Holy water doesn't exist

>>/x/

A U T I S M

why do you say that?

Again, yes, if your creed allows it and people will respect your authority to do so. The religious fetishisation of male sex organs was common practice in a number of pagan societies. It really wouldn't be all that much of a stretch for them to pless their spunk.

As for the Jam, is that any more outlandish than blessing a piece of wafer as the body of Christ?

If I ejaculate in the ocean does the ocean become pregnant

i feel your answers are a subjective copout. it turns the question from being legitimate to "it is whatever you want to be, that surely should satisfy!" it doesn't, it's not helpful to render any religious question or ritual into a meaningless act.

I would argue that there is no other way to answer the questions raised. Unless you want to talk out of your ass, that is.

Faith is, unsurprisingly, about belief. If you truly believe the item before you is sacred or blessed then there is very little in the world that will change your mind. But if you don't believe, then it holds no value beyond it's physical/historic value.
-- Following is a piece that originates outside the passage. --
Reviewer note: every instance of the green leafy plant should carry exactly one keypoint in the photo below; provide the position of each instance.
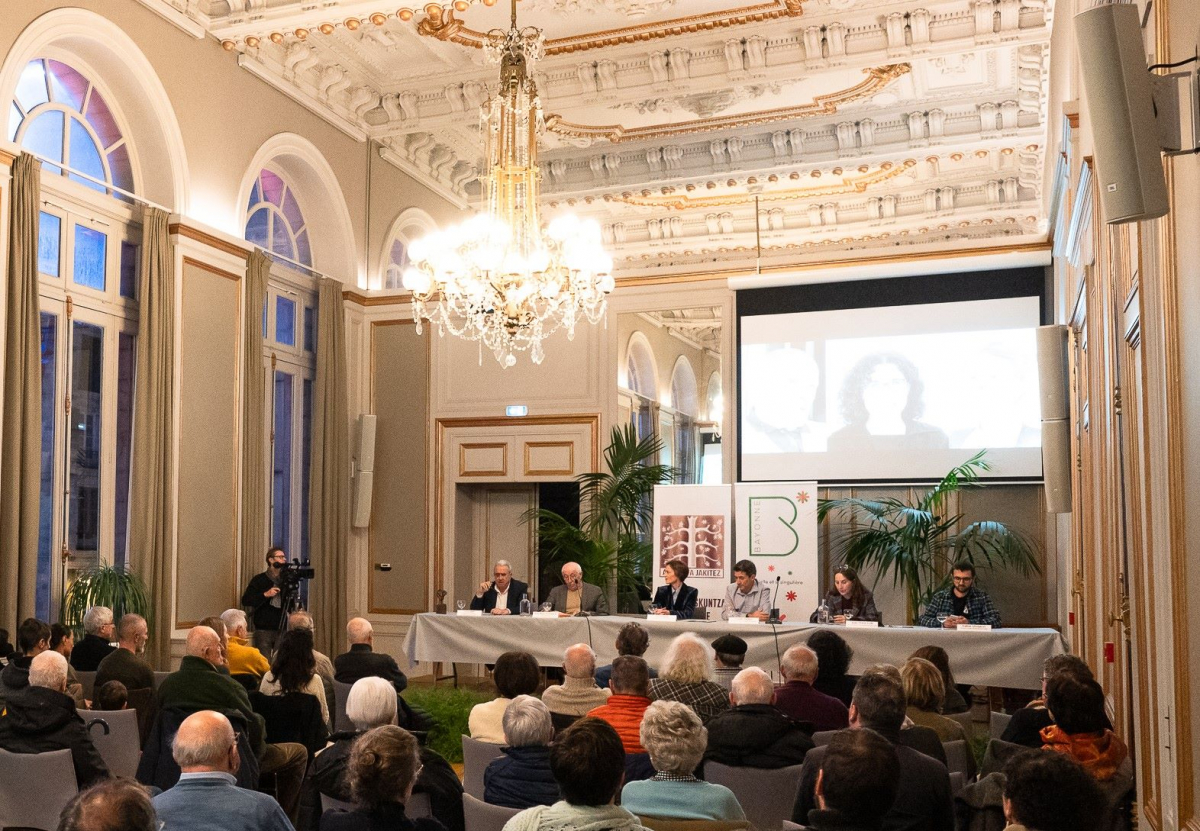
(113, 586)
(916, 542)
(612, 538)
For example, you don't need to think the spear of Christ is actually the real deal, or that any of what is described in the new gospel relating to that spear actually happened, to value it. It is an item that has been used to win wars and shape empires. In that regard it is fascinating.

But even that knowledge only creates extra value if it is known. If you have no knowledge of what it represents then its just an arrangement of gold, copper and iron, perhaps more valuable as a piece of art than for it's material value.

So it's all well and good to say that religious acts have intrinsic meaning. But that meaning only holds so long as it is understood. Just look at the destruction of any religion in the past. Did the conquistadors treat Aztec relics with sacred importance? No of course they didn't. They just saw gold, or precious gems, or a doo-dad to be traded back in Spain.